How big data is "Bigdata"?

user1913522 picture user1913522 · Dec 26, 2012 · Viewed 8.5k times · Source

How much amount of data does qualify to be categorised as Bigdata?

With what size of data can one decide that this is the time to go for technologies like Hadoop and use the power of distributed computing?

I believe there is a certain premium in going for these technologies, so how to make sure that using Bigdata methods are going to leverage the current system?

Answer

Brian Campbell picture Brian Campbell · Dec 26, 2012

"Big Data" is a somewhat vague term, used more for marketing purposes than making technical decisions. What one person calls "big data" another may consider just to be day to day operations on a single system.

My rule of thumb is that big data starts where you have a working set of data that does not fit into main memory on a single system. The working set is the data you are actively working on at a given time. So, for instance, if you have a filesystem that stores 10 TB of data, but you are using that to store video for editing, your editors may only need a few hundred gigs of it at any given time; and they are generally streaming that data off of the discs, which doesn't require random-access. But if you are trying to do database queries against a full 10 TB data set that is changing on a regular basis, you don't want to be serving that data off of disk; that starts to become "big data."

For a basic rule of thumb, I can configure an off-the-shelf Dell server for 2 TB of RAM right now. But you pay a substantial premium to stuff that much RAM into a single system. 512 GB of RAM on a single server is much more affordable, so it would generally be more cost effective to use 4 machines with 512 GB of RAM than a single machine with 2 TB. So you can probably say that above 512 GB of working-set data (data that you need to access for any given computation on a day-to-day basis) would qualify as "big data".

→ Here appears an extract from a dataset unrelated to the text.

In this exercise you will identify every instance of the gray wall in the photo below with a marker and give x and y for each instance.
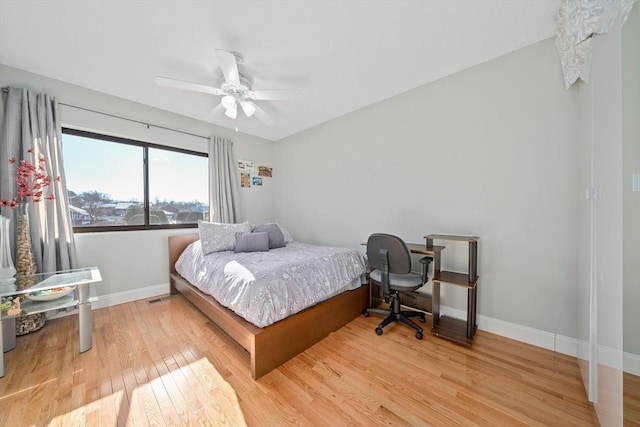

Given the additional cost of developing software for "big data" systems as opposed to traditional database, for some people it might be more cost effective to move to that 2 TB system rather than re-designing their system to be distributed among several systems, so depending on your needs, anywhere between 512 GB and 2 TB of data may be the point where you need to move to "big data" systems.

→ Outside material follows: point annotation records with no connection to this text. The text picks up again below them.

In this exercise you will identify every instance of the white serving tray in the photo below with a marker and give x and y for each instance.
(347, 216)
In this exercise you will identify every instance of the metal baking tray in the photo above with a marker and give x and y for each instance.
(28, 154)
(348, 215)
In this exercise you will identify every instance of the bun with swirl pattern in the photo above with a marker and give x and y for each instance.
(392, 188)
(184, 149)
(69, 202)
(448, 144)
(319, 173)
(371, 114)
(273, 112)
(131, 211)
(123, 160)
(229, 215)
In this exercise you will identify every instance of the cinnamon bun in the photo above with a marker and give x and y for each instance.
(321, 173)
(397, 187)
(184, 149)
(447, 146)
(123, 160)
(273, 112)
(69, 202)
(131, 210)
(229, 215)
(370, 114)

I wouldn't use the term "big data" to make any technical decisions. Instead, formulate your actual needs, and determine what kinds of technologies are needed to address those needs now. Consider growth a bit, but also remember that systems are still growing in capacity; so don't try to over-plan. Many "big data" systems can be hard to use and inflexible, so if you don't actually need them to spread your data and computation to dozens or hundreds of systems, they can be more trouble than they're worth.